Василий Кирикович опустился на одну ступеньку, сел рядом с сыном.
— Потому что всегда надо сохранять свою самостоятельность...
Петр уже подходил к лодке. Герман вскочил, крикнул:
— Алё!.. Погоди, и я с тобой! — и побежал к озеру.
Плыли при боковом ветре. Лодка раскачивалась, волны хлюпали о крутой борт, но улыбчивое лицо Петра было, как всегда, спокойно. И Герману стало совсем нс страшно. Он с грустью подумал о том, как было бы хорошо, если б с ними в лодке сидела Катя. Что́ у нее могло случиться? Почему она не показывается вечерами на улице? Герман думал, как бы поделикатнее спросить об этом, но вопросы получались примитивные, лобовые, и он решил подождать более подходящего момента.
Петр пришвартовал лодку к колу, к которому была привязана сеть, сказал:
— Через десять минут крикнешь.
Герман опять смотрел, как свободно и быстро плывет Петр, и вновь жгуче переживал свою слабость перед ним. Это было очень неприятное чувство, но как заглушить его, чем?..
«В конце концов, не всем же быть мастерами спорта! — подумал он. — Каждому свое». Но на душе легче не стало, наверно, потому, что сам-то он не знал, что́ у него это «свое» и есть ли оно вообще.
После плаванья Петр смотрел сети. Он предложил и Герману вынимать рыбу — работать, как говорится, в две руки, — но тот отказался, признавшись, что никогда не имел дела с сетями и предпочитает понаблюдать, как это делается.
Волна шла поперек сетей, и не было надобности подгребать веслами. Петр, сидя на кормовой скамеечке, перебирался руками по верхней тетиве снасти, ловко вынимал попавшую рыбу — окуней и крупную плотву и бросал в корзину. По точным и быстрым движениям чувствовалось, что дело это ему привычно, да и лицо Петра было спокойно-сосредоточенно. Но все равно Германа не покидало ожидание чего-то непредвиденного, страшного. Конечно, он понимал, что волна невелика, такой волной сидящего человека из лодки не вышибет, и тем не менее было тревожно.
— Теперь через сколько дней их смотреть? — спросил Герман.
— Завтра, — не прерывая работу, отозвался Петр. — Вода теплая, рыба быстро портится. А осенью можно и через день. Этим у нас дедушка заведует. Но раньше и я любил сетями ловить. Каждый раз загадывал, сколько в сетке рыбин, и не было случая, чтобы угадал. Как в спортлото! — он засмеялся, оскалив зубы.
Герман окончательно успокоился, когда позади осталась последняя сеть и Петр направил лодку к домашнему берегу.
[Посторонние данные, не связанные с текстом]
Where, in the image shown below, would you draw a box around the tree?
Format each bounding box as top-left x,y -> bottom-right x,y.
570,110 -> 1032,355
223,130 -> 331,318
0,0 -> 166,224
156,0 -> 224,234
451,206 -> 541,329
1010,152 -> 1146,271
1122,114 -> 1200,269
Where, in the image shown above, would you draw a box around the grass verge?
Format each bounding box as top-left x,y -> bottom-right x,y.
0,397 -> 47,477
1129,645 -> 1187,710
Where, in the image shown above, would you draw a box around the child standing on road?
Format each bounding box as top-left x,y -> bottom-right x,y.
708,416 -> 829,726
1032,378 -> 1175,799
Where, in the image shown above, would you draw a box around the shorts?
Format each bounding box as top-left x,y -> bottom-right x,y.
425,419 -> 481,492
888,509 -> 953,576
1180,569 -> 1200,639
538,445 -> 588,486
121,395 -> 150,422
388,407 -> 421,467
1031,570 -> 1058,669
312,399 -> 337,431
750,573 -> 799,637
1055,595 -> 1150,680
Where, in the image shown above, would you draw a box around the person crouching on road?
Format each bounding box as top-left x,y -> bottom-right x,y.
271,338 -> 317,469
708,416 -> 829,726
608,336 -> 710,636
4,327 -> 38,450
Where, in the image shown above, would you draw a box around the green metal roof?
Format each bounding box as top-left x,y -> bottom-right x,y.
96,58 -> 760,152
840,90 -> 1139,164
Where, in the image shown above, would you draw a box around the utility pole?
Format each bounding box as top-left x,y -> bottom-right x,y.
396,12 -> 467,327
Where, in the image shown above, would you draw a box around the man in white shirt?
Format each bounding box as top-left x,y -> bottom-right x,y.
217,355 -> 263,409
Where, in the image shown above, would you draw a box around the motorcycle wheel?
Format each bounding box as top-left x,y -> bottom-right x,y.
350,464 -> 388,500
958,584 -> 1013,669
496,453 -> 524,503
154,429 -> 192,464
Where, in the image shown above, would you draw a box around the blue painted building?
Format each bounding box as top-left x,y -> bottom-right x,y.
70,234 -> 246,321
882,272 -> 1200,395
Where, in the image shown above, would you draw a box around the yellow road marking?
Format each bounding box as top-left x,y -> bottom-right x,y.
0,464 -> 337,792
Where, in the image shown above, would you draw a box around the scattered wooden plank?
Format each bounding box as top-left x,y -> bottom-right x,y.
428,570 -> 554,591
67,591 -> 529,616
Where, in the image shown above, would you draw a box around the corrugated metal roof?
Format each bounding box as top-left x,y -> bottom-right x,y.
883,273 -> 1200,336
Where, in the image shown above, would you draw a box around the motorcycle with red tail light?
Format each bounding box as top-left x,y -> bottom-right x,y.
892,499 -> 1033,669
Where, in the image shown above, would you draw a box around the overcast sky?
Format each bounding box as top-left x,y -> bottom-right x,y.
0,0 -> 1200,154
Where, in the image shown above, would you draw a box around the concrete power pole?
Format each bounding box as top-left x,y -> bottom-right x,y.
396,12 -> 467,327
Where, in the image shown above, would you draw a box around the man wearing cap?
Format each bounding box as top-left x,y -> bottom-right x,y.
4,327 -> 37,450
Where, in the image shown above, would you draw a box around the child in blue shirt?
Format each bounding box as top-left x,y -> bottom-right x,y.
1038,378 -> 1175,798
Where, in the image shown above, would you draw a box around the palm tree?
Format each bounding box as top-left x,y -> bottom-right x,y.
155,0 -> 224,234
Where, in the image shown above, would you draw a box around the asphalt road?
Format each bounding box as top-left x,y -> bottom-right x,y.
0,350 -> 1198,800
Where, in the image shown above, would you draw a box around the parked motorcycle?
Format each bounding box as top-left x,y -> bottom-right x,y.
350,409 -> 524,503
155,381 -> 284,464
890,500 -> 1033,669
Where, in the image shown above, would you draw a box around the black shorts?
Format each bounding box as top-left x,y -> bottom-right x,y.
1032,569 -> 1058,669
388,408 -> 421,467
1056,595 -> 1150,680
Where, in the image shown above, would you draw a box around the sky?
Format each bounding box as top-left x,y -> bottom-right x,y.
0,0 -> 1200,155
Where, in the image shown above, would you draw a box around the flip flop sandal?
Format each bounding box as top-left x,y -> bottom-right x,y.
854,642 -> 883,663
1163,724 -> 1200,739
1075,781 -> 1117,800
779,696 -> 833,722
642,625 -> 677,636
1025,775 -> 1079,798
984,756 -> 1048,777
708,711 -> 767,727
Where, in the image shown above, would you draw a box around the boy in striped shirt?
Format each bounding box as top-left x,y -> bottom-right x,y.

— Я хотел у тебя спросить... Это правда, что Катя по ночам пасла скот?
— А как же! Пасла, — ответил Петр, будто речь шла о чем-то само собой разумеющемся.
— И ты считаешь такое нормальным?
— А чего ненормального? Было время, и я пас, и Мишка пас.
— Вы — другое дело. Но Катя?.. Она же девчонка!
Петр расхохотался. Его смех представился Герману не только неуместным, но и оскорбительным.
— Конечно, тебе смешно. Ты живешь в свое удовольствие, а каково Кольке, Люське, Кате? Как домашние рабы...
— Ого!.. — воскликнул Петр, меняясь в лице. — Шуточка, по-моему, не очень удачная.
— А я и не шучу. У ребят каникулы, а они с утра до ночи привязаны то к сенокосу, то к телятам. Неужели тебе их не жалко?